Slovenia Has Enough Funds to Last Political Crisis

He reiterated that the political crisis will also not jeopardise the ongoing privatisation process. He however refused to talk about the state-owned companies that could be slated for privatisation in the future.

The minister said additions to the list of state-owned companies intended for sale will be in the hands of his successor, adding that the drafting of the list was a political issue.

The minister moreover said that Slovenia could get around EUR 1bn by selling the first 15 companies slated for privatisation. This triggered strong criticism from the audience at the conference organised by the business daily Finance and the Ljubljana Stock Exchange.

Touching on the Bank Asset Management Company (BAMC), which has taken over non-performing loans of Slovenian banks, Čufer said it was possible to get an investor for the bad bank, which is currently 100% state-owned.

Also talking at the conference was Boštjan Vasle, the head of the government's economic think tank IMAD, who said that after years of high inflation, Slovenia's economy was now facing "deflation pressure".

If the trend of low inflation continues, the deleveraging of companies will be in jeopardy, he said. Inflation in Slovenia dropped to 0.4% in April from 0.6% the month before.

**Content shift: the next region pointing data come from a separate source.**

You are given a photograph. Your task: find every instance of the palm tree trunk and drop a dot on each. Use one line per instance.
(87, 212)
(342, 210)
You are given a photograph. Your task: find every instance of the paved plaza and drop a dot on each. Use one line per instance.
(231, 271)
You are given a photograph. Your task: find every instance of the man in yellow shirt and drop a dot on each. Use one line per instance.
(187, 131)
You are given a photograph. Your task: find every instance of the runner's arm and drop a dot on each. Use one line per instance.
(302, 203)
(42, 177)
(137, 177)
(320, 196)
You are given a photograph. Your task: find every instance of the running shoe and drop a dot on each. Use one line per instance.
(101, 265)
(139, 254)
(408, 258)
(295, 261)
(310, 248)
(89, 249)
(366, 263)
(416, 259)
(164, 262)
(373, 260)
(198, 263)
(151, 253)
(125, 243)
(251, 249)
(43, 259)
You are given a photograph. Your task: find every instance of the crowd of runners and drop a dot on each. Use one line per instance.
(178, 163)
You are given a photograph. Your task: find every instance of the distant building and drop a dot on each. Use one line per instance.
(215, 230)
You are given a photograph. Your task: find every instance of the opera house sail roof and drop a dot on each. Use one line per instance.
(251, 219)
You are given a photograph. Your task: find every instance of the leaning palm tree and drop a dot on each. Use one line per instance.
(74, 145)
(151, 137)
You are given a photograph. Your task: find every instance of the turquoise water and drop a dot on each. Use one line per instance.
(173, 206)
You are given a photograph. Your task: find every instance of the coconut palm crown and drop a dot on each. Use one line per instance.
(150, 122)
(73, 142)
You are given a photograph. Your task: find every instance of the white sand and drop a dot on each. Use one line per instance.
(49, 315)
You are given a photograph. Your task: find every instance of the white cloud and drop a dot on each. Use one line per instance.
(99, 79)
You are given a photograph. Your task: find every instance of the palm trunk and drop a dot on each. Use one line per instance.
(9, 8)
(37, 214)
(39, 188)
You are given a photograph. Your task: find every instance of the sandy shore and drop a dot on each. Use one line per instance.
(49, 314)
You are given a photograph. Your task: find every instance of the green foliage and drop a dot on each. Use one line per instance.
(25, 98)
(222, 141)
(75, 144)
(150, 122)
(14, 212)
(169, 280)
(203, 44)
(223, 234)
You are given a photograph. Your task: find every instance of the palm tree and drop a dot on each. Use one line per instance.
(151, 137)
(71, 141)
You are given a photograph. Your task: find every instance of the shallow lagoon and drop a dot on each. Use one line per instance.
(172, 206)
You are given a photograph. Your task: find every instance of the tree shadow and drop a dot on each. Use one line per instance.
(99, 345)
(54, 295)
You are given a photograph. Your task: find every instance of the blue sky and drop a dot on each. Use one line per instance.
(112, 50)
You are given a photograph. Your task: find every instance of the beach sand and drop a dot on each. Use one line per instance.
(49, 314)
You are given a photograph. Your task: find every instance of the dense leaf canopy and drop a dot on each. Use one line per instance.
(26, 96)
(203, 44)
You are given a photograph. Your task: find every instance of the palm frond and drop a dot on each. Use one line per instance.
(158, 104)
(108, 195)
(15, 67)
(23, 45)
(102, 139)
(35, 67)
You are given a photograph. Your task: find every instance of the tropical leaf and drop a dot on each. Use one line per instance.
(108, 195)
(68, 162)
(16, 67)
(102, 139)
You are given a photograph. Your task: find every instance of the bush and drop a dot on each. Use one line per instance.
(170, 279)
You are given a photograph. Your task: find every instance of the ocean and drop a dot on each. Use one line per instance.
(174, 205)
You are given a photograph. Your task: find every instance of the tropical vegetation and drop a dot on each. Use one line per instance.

Deflation could lead to a drop in companies' turnover, which would endanger their ability to pay loans, he pointed out. In the worst case scenario, companies could start imposing pay cuts.

Vasle added that average disposable income of Slovenian companies dropped by around 10% in the past five years.

He believes that the economic crisis in Slovenia was driven by poor productivity, which is 20% lower than EU average. Slovenian companies export 70-80% of their goods, making the country dependent on exports and competition with other countries unavoidable.